Random Forests for Adaptive Nearest Neighbor Estimation of Information-Theoretic Quantities
This work addresses a key challenge in modern neuroscience by providing a method to quantify uncertainty in neuron type classification for the Drosophila larva mushroom body, though it appears incremental as it adapts existing forest-based approaches to a known bottleneck.
The authors tackled the problem of estimating information-theoretic quantities like conditional entropy and mutual information in high-dimensional or multi-scale data, where existing nearest neighbor methods fail, by proposing decision forest-based adaptive nearest neighbor estimators that effectively estimate these quantities, as demonstrated in a real-world connectome application.

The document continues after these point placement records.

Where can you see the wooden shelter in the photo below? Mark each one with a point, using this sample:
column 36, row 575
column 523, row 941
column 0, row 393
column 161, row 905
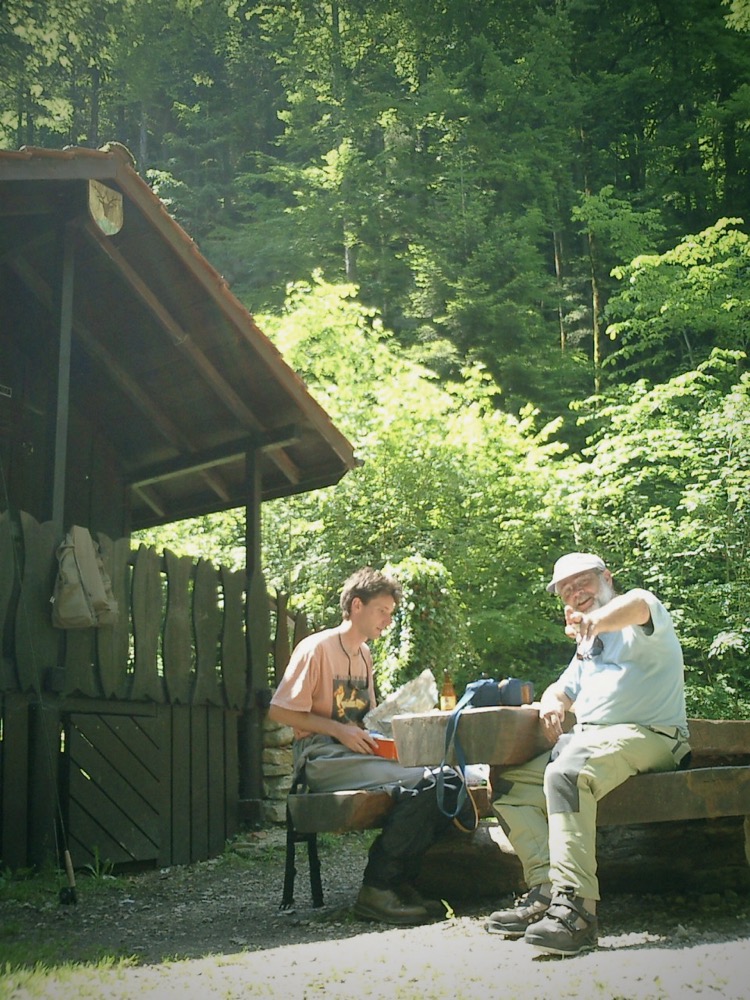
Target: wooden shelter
column 135, row 390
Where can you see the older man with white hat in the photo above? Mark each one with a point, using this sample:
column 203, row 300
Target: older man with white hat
column 625, row 684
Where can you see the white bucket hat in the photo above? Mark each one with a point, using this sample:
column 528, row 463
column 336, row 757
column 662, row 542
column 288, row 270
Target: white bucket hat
column 571, row 565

Information-theoretic quantities, such as conditional entropy and mutual information, are critical data summaries for quantifying uncertainty. Current widely used approaches for computing such quantities rely on nearest neighbor methods and exhibit both strong performance and theoretical guarantees in certain simple scenarios. However, existing approaches fail in high-dimensional settings and when different features are measured on different scales.We propose decision forest-based adaptive nearest neighbor estimators and show that they are able to effectively estimate posterior probabilities, conditional entropies, and mutual information even in the aforementioned settings.We provide an extensive study of efficacy for classification and posterior probability estimation, and prove certain forest-based approaches to be consistent estimators of the true posteriors and derived information-theoretic quantities under certain assumptions. In a real-world connectome application, we quantify the uncertainty about neuron type given various cellular features in the Drosophila larva mushroom body, a key challenge for modern neuroscience.